Would you like me to pretend this is a normal team and break down this game in a traditional way? Do you want to hear about the 62 points the Pacers surrendered in the first half or the 53.1% they allowed the Raptors to shoot for the game (which includes a lackluster 4-for-16 from behind the arc)? Shall we talk about the effortless, season-high 29 points that Leandro Barbosa scored? How about the 11-for-12 combined shooting display by relative unknowns James Johnson and Ed Davis? Or what about the 13 boards grabbed by that same Davis or the 16 (including 6 on the offensive end) hauled in by Reggie Evans? Maybe we should talk about the worst sin of all: the whole Pacers team, down only 6 with less than a minute to play, allowing Jose Calderon drive … nay … walk right to the rim for an uncontested layup?
I’m not going to go into any more detail about the particulars of this one.

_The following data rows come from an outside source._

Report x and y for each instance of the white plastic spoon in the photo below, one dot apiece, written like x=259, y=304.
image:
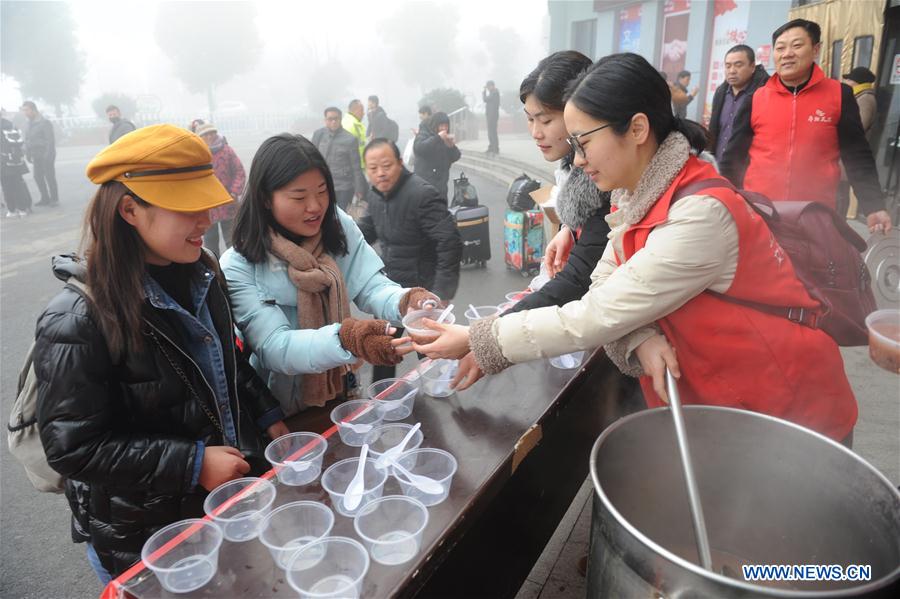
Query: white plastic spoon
x=391, y=454
x=357, y=487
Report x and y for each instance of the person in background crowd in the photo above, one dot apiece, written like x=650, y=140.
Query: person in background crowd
x=742, y=77
x=339, y=149
x=789, y=140
x=296, y=264
x=40, y=150
x=145, y=403
x=12, y=169
x=491, y=97
x=680, y=96
x=435, y=150
x=649, y=288
x=120, y=126
x=230, y=172
x=352, y=123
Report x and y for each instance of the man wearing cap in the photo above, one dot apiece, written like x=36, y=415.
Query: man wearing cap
x=40, y=150
x=147, y=402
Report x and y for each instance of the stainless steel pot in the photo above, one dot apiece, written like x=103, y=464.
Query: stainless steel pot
x=772, y=492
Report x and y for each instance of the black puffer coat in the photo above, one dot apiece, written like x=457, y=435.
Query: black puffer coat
x=126, y=434
x=420, y=244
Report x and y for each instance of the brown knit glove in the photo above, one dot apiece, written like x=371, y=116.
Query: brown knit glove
x=368, y=339
x=413, y=299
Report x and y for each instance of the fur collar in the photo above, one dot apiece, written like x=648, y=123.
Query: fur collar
x=668, y=161
x=579, y=199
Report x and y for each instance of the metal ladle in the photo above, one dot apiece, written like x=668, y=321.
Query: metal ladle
x=688, y=467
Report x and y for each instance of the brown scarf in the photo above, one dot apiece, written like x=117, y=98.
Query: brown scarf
x=321, y=300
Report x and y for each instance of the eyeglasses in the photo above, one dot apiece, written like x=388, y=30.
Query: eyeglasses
x=576, y=145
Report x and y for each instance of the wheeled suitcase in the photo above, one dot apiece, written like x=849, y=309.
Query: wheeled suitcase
x=523, y=241
x=474, y=228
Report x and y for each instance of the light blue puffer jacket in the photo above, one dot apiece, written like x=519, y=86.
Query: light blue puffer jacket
x=264, y=302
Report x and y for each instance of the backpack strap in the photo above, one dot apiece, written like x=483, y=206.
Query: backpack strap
x=808, y=318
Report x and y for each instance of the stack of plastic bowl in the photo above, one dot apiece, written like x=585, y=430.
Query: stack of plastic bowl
x=389, y=436
x=391, y=528
x=297, y=457
x=437, y=377
x=337, y=478
x=293, y=526
x=436, y=464
x=356, y=419
x=246, y=501
x=187, y=565
x=333, y=567
x=395, y=397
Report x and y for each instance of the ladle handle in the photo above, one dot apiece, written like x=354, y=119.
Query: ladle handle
x=688, y=467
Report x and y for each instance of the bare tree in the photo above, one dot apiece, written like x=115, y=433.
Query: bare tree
x=208, y=42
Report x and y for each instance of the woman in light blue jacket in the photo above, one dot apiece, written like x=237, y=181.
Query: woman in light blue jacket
x=296, y=263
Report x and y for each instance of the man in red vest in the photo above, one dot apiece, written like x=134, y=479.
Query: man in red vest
x=788, y=142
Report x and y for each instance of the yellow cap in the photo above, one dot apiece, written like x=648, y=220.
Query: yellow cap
x=164, y=165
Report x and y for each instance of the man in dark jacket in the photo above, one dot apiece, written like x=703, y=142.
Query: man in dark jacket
x=339, y=149
x=491, y=96
x=742, y=78
x=120, y=126
x=379, y=123
x=40, y=150
x=420, y=244
x=790, y=139
x=435, y=150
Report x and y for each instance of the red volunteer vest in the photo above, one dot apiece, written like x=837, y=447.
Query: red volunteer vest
x=738, y=357
x=795, y=154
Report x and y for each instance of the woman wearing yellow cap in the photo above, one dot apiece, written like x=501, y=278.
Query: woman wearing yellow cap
x=145, y=402
x=296, y=263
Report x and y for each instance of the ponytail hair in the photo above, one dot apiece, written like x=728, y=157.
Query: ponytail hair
x=619, y=86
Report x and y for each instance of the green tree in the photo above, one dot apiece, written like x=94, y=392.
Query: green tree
x=127, y=104
x=208, y=42
x=40, y=51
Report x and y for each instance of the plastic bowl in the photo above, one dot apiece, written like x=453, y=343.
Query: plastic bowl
x=433, y=463
x=389, y=435
x=241, y=520
x=884, y=338
x=483, y=313
x=293, y=526
x=356, y=419
x=297, y=457
x=412, y=322
x=337, y=478
x=331, y=567
x=187, y=565
x=391, y=528
x=436, y=379
x=567, y=361
x=395, y=397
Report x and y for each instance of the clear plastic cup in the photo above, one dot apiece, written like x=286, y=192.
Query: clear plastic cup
x=292, y=526
x=365, y=418
x=388, y=436
x=241, y=519
x=395, y=397
x=391, y=528
x=333, y=567
x=189, y=564
x=436, y=464
x=567, y=361
x=337, y=478
x=436, y=379
x=412, y=322
x=481, y=313
x=297, y=457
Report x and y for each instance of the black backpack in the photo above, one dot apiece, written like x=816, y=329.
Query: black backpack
x=518, y=197
x=464, y=193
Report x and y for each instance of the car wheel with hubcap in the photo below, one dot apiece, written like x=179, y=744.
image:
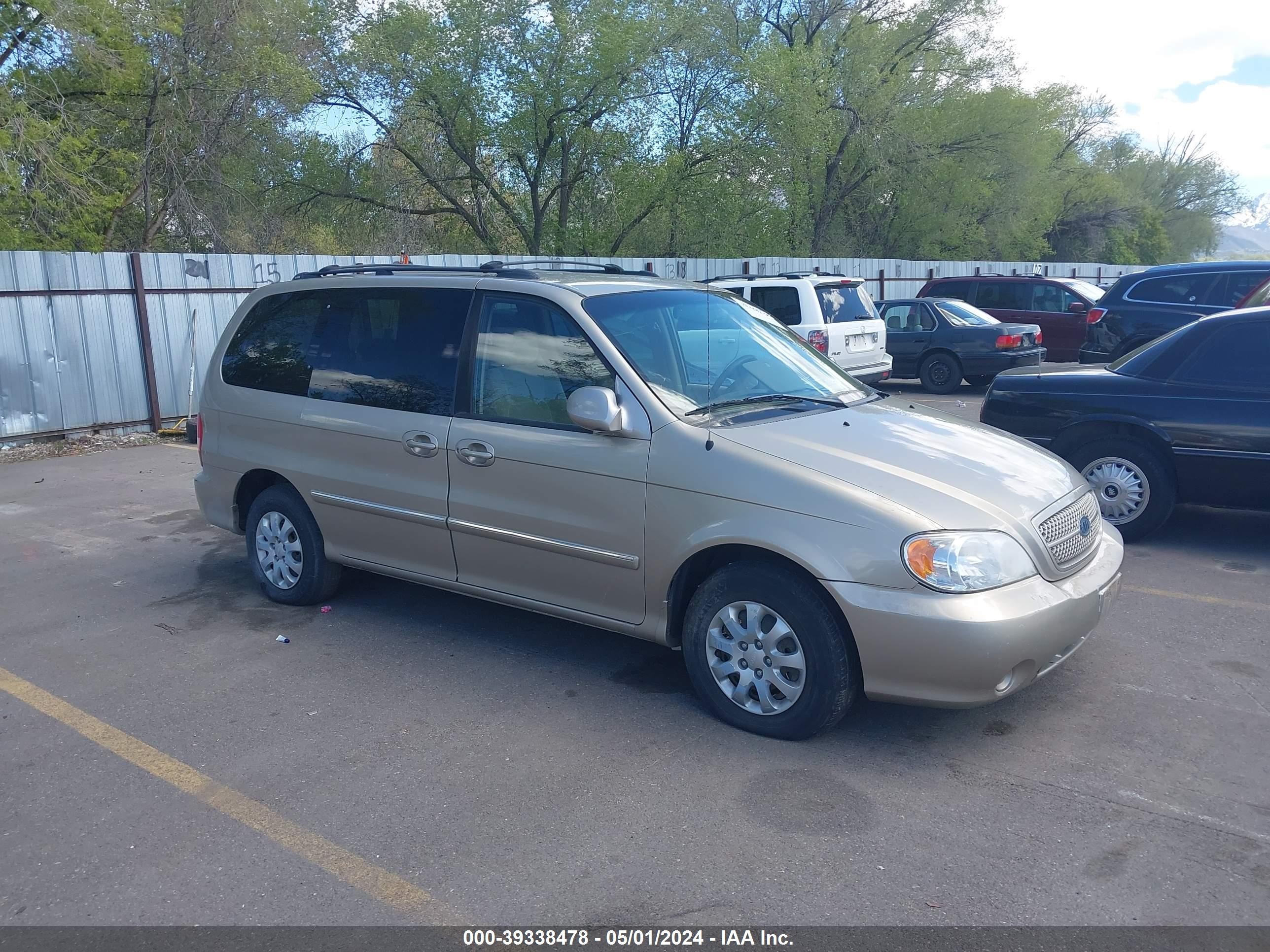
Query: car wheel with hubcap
x=286, y=551
x=768, y=654
x=1133, y=485
x=940, y=374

Because this is a team in crisis, and the only thing that is really important to the narrative of this season anymore is whether or not this an still actually a basketball team or just a collection of 15 co-workers who are now just counting down the days until school’s out for summer.
I’m not the type of basketball viewer to walk around harping on Mighty Ducks-style platitudes. In fact, I’m a guy whose actual senior year book quote in high school was Homer Simpson’s “Well, boy, you failed. The lesson here is: Never try.” Rudy Ruettiger I am not.
But there simply wasn’t a ton of effort out there again tonight — particularly on the defensive end of the floor. The Raptors aren’t the worst team in the league — that’s the Cavs. But they might be the easiest team to push around physically. With Evans now back from a major ankle injury that had sidelined him since November, the Raptors have toughened up. But it’s not like going into Toronto, a team that recently lost back-to-back games to New Jersey in London, and winning is a difficult proposition.
Yet the Pacers only led for 43 seconds in this contest that was never close. Again, worse than the outcome was the way the team looked.
Really, all you need to know about this one is that the most tenacity the team showed can after the game was already decided. Leandro Barbosa took a shot rather than just dribble out the clock like a good little boy scout would. Most likely, he remembered when Darren Collison popped a jumper with the clock dwindling and the Pacers up big in a Raptors loss to the Pacers a few weeks ago. (It was Frank Vogel’s first game coaching if I’m not mistaken.) Well, Danny Granger, in particular was highly upset by what he perceived as Barbosa’s disrespectful shot attempt. There is an unwritten rule that you don’t try to score if the other team has already surrendered and there is less than 24 seconds left in the game. You just dribble it out, shake hands and head to the locker room. So it’s understandable that Granger would take offense.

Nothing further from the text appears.